そして今、那須七騎で残っているのは那須氏を除けば蘆野氏、伊王野氏だけだ。千本氏、福原氏、大関氏、大田原氏は滅んだ。千本氏を滅ぼしたのは大関氏だが残りの福原氏、大関氏、大田原氏を滅ぼしたのは那須修理大夫だ。那須本家の力は強まったが福原氏、大関氏、大田原氏を滅ぼした事で蘆野氏、伊王野氏が不安に駆られている。それに福原氏、大関氏、大田原氏の遺領ではやはり反発が強いらしい。修理大夫にとっては朽木による天下統一は待ち遠しい事だろう。特に佐竹が滅んでくれれば万々歳に違いない。
「当家の重臣、蘆野日向守、伊王野下総守、金枝土佐守にございます」
名を呼ばれた三人が頭を下げた。
「おお、宜しく頼むぞ」
「那須家の勇名は聞いている。修理大夫殿を助けて目覚ましい武功を上げてくれ。期待しているぞ」
殿下と俺の言葉に三人が畏まった。
三人共ほっとしただろうな。特に蘆野日向守、伊王野下総守にはその想いが強いだろう。修理大夫が三人を重臣として俺と殿下に紹介した。それは今後も三人を重臣として扱っていくという事だ。修理大夫は三人に安心して自分に仕えろと言っている。だから俺も修理大夫殿を助けて頑張れよと言った。後は三人の働き次第だ。それなりに働けば修理大夫との関係も上手く行くだろう。働きが悪い様だと関係は悪化する。
城に入ると早速修理大夫から状況の説明をしたいと言ってきた。やる気満々、良い傾向だ。茶を貰いながら話を聞く事になった。

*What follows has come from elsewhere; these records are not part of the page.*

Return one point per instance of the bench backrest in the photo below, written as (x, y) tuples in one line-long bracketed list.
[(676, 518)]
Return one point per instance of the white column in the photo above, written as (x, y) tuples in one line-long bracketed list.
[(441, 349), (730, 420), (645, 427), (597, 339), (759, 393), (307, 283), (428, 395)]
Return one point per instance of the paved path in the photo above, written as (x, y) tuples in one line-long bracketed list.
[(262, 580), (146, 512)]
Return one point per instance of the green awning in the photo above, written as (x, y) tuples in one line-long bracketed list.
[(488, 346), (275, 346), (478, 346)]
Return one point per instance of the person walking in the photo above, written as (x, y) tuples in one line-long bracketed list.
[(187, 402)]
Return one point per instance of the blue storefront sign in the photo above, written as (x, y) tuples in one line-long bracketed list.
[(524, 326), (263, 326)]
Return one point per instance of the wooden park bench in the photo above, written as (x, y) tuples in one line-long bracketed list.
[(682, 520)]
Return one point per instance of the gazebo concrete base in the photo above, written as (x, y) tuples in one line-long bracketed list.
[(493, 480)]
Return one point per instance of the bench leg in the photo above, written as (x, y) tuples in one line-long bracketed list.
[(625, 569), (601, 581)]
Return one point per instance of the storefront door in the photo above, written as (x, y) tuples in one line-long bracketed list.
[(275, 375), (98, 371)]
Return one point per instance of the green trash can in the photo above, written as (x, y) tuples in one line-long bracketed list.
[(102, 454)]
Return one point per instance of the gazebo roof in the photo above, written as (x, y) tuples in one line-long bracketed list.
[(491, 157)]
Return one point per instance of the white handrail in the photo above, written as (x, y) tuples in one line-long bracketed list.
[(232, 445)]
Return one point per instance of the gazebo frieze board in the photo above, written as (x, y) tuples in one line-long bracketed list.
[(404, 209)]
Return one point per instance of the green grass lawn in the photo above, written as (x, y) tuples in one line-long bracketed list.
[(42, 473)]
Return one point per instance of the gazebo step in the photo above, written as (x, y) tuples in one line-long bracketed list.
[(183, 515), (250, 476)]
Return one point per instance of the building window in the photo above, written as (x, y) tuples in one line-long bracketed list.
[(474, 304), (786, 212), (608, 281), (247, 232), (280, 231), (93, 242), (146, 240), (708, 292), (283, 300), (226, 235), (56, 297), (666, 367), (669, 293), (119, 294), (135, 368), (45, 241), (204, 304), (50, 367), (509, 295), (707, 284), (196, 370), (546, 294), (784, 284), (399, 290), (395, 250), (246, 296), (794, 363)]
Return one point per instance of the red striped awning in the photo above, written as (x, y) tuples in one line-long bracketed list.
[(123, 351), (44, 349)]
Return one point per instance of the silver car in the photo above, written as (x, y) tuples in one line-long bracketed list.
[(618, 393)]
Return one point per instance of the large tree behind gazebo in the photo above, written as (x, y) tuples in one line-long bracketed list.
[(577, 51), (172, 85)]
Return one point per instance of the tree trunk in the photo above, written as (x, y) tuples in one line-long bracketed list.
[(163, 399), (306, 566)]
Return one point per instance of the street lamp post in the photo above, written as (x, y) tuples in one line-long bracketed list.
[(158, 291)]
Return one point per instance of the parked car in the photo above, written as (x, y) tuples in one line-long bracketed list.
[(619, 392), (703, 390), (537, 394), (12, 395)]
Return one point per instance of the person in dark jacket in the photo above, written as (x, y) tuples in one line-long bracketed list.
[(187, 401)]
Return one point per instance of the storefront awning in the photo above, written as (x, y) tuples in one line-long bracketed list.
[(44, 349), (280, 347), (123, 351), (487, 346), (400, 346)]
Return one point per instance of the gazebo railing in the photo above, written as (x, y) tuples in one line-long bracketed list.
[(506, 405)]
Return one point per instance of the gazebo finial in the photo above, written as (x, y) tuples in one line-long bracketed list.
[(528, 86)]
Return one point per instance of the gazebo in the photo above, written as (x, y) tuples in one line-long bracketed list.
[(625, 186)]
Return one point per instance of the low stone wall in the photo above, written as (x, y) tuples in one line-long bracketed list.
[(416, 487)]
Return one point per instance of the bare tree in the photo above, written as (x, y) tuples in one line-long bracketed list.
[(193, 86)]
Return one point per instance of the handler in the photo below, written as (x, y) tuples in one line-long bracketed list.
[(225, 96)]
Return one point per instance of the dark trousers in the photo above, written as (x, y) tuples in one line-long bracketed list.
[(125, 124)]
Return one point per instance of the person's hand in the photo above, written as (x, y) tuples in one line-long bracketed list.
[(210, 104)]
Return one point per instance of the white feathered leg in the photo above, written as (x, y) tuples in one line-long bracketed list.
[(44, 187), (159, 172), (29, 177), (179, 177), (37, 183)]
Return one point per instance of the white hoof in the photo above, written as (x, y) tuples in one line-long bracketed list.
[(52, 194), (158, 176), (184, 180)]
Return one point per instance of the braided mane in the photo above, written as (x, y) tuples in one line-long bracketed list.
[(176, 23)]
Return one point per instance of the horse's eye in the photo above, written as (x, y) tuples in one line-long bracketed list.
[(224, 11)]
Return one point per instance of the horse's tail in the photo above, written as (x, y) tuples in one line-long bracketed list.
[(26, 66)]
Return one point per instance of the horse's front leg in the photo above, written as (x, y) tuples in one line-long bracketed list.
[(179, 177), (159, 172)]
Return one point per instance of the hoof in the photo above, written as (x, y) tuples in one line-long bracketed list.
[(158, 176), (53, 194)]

「この烏山城は常陸国那珂郡に極めて近うございます。相国様が七万の大軍を集めた事で佐竹は那珂郡に兵を集めております」
「蘆名を抑えるための兵と触れを出したのだが南の大樹と西の俺に攻められると見たか」
「その様じゃのう。ほほほほほほ」
いや、殿下、笑う所じゃないから。皆が困った様な表情で見ている。しかし悪い話じゃない。俺を気にしているという事はそれだけ南の備えが疎かになるという事だ。大樹は攻め易くなる。
「奥州に攻め込むとなれば如何か?」
「此処から奥州へ攻め込むとなれば白河郡でございますが白河郡は白河上野介義親が守っております。小峯城、そして廃城になっていた白河城を改修し兵を籠めております」
白河か、松平定信が白河を治めていたな。
「白河だけか?」
「はい」
おかしいな、援軍が無い。風間出羽守からもそういう報告が来たが如何もおかしい。白河は奥羽地方への出入り口だ。古来から白河の関として知られた程の要衝の地でもある。江戸時代にはその殆どを親藩、譜代大名が治めた。それ程の場所なのに援軍が無い?
「蘆名、伊達の動きは?」
「蘆名は迷っております。相国様の狙いが常陸なのか、白河なのか……。大繩讃岐守を始めとする佐竹より来た者達は常陸を唱え蘆名に古くから仕える者は白河が狙いだと主張し動けぬようにございます」
なるほど、迷っていると言うより分裂して動きが取れないのかもしれない。白河に蘆名の援軍が無いのはその所為か。
「伊達にございますが……」
「うむ」
「兵を米沢に集めておりますが動く気配はございませぬ。何度か伊達、蘆名の間で使者の遣り取りが有ったようでございますが……」
修理大夫が困惑している。伊達が裏切るかもしれないという噂が流れたのだろう。伊達が援軍を出そうとしたが蘆名が理由を付けて断ったのかもしれない。
さて、如何する。予定では奥州に攻め込む手筈だが……。